Free and unfettered speech is the last exit ramp from a dead-end road leading to social strife and political violence. Once the government claims a monopoly on determining what can be said out loud, factions of society will do whatever it takes to claim that privilege. Today’s tyrants believe — as have all tyrants throughout history — that the exercise of raw power to silence their critics is a foolproof strategy for eliminating criticism. Criticism, however, does not dissipate just because it is unseen. Its pressure grows under the surface of society much like sulfuric gases trapped under volcanic rock, and when its latent fury can no longer be contained, it explodes in the same way. Empowering the government to censor the public can never lead to long-term peace. It will, instead, ensure a catastrophic eruption from an uncontrollable American volcano. If the Supreme Court lacks the wisdom and moral strength to protect the people from their government, then it guarantees a future in which the government cannot be protected from the people.

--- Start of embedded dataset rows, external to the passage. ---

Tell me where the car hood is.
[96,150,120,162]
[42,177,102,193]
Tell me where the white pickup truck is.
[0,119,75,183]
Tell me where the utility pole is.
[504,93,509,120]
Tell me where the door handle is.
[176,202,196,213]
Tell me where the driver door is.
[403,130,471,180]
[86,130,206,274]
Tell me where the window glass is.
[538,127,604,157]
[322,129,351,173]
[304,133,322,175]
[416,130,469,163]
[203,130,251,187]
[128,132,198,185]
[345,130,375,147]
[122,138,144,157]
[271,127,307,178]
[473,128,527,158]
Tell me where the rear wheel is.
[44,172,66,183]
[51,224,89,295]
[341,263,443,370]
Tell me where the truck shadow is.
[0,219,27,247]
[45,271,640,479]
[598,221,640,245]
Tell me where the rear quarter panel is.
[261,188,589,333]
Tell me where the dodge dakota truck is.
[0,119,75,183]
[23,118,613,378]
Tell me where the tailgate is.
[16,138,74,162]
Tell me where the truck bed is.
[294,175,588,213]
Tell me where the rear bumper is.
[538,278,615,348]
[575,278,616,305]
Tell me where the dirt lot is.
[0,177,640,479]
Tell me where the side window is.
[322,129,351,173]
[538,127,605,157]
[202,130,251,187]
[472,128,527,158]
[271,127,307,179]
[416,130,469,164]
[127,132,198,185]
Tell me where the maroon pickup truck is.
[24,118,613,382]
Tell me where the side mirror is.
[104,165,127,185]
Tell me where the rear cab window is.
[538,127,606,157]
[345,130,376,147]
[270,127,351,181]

That last sentence is not a threat, but rather a tragic certainty borne across the pages of history. The leftists who have taken control of the American educational system have done their best to rewrite America’s foundations in liberty as despoiled by the institution of slavery. If the Founding Fathers can be “canceled” because some owned slaves, then the Enlightenment ideals that formed the bedrock of American freedom can be bulldozed into the kind of rubble more conducive to the World Economic Forum’s Marxist globalism. It’s a twisted assault on history. Leftists decry those who once owned plantations while simultaneously shoving Americans onto communism’s oppressive plantation.
In their rush to destroy America’s historic protections for human freedom, though, leftists also discard the voluminous written record documenting the Founding Fathers’ case for limited government. Their preference for personal freedom came not only from a moral belief that each individual should exercise sovereignty over the trajectory of his life, but also from a practical understanding that strong, centralized governments lead inextricably to their own undoing. They were just as familiar with the reasons for the Roman Republic’s demise as they were with the causes of the several English civil wars that had pitted their ancestors against one another in the previous century. Wherever and whenever the exercise of power becomes a zero-sum game, the quest for power destroys political stability.
Constructing an American government that divides power among mutually competing branches and between federal and state governments, while reserving inherent rights for the people, had a twofold purpose: (1) to protect individual liberty and (2) to promote long-term political peace. The U.S. Constitution and Bill of Rights are not merely unprecedented guarantees of human freedom against excessive government, but also the linchpin in a system meant to minimize political violence. Where vast, centralized powers are allowed to amalgamate unchecked, costly social divisions and horrific civil wars are sure to follow. Respect for personal freedom is the least craggy path toward peace.